Bu hattan gelen sular, günümüz Atatürk Bulvarı'nın bulunduğu yerde yapılan sıra çeşmelere akıtılır. Günümüze ulaşamayan bu çeşmelere daha sonra "Kırkçeşme" adı verilir.

Kayıp çeşmelerin izinde

Kazım Çeçen, "Halkalı Suları" adlı kitabında şu tespitte bulunur: "Halkalı Suları tarafından beslenen 435 adet çeşme, cami, şadırvan, hamam vb. tesislerin çoğu bugün ortadan kalkmış, yolları sökülmüş, üzerlerine yeni binalar yapılmış, İstanbul'un sokak ve şehir planları da değişmiştir. Bu yüzden Halkalı Suları'nın dağıtım şebekesinin yerinde incelenmesi de artık mümkün değildir."

Bozdoğan Kemeri adının ne kökeni ne de ne zamandan beri bu ismin kullanıldığı bilinmemektedir. Fatih Vakfiyesi'nde "Kemer" adıyla anılır. 1609 tarihli bir su yolu haritasında ise "Bozulgan Kemer" adı geçmektedir. Deprem sırasında yıkılan bölümünden dolayı bu adın verildiği ve zaman içinde Bozdoğan'a dönüştüğü de düşünülmektedir.

Fatih Sultan Mehmed döneminde (1451-1481) Bozdoğan Kemeri'nin üzerinden geçen su hattı, XIX. yüzyıl sonlarına kadar varlığını sürdürür. Kemerin 63.5 metre yüksekliğindeki üst kotu, şehrin hemen her bölgesine akarsu ulaştırmaya imkân sağlamaktadır.
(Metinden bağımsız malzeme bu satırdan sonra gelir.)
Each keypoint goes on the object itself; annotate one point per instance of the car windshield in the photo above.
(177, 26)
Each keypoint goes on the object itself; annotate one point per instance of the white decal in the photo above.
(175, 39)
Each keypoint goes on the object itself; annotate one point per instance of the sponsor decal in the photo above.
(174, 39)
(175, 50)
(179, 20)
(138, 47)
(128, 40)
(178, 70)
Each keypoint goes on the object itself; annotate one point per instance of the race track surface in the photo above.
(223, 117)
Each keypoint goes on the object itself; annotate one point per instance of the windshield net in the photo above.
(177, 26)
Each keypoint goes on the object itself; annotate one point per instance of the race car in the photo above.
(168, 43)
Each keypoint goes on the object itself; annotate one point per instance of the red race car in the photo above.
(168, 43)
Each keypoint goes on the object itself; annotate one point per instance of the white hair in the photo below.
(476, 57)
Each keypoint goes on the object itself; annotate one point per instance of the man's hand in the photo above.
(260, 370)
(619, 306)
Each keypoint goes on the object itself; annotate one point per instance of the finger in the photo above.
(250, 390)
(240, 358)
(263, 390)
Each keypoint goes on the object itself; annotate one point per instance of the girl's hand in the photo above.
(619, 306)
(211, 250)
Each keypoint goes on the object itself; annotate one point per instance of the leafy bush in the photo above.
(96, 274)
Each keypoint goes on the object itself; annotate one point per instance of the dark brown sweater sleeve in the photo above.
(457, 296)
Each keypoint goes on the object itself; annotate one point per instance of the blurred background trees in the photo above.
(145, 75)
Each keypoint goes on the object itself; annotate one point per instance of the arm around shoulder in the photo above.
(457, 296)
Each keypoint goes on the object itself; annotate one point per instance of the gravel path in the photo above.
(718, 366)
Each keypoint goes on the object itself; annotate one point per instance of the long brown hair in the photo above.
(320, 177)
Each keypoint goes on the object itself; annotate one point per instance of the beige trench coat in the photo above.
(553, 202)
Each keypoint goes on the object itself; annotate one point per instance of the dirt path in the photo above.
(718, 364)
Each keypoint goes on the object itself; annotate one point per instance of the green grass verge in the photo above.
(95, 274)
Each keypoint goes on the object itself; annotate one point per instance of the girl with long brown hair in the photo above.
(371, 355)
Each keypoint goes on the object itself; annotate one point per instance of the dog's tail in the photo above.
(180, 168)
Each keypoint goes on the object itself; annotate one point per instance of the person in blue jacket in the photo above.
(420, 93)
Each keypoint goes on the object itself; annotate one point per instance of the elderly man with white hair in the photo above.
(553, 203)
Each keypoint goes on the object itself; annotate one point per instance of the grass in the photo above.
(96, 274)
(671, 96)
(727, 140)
Fatih Sultan Mehmed'in İstanbul'da yaptırdığı ilk sarayın, Bozdoğan Kemeri'nin hemen bitiş noktasında bulunması dikkat çekicidir. Daha sonra su yollarının onarımı ve şehrin her noktasına akarsu ulaştırılması, Yeni Saray'ın inşa edilmesine zemin hazırlamıştır.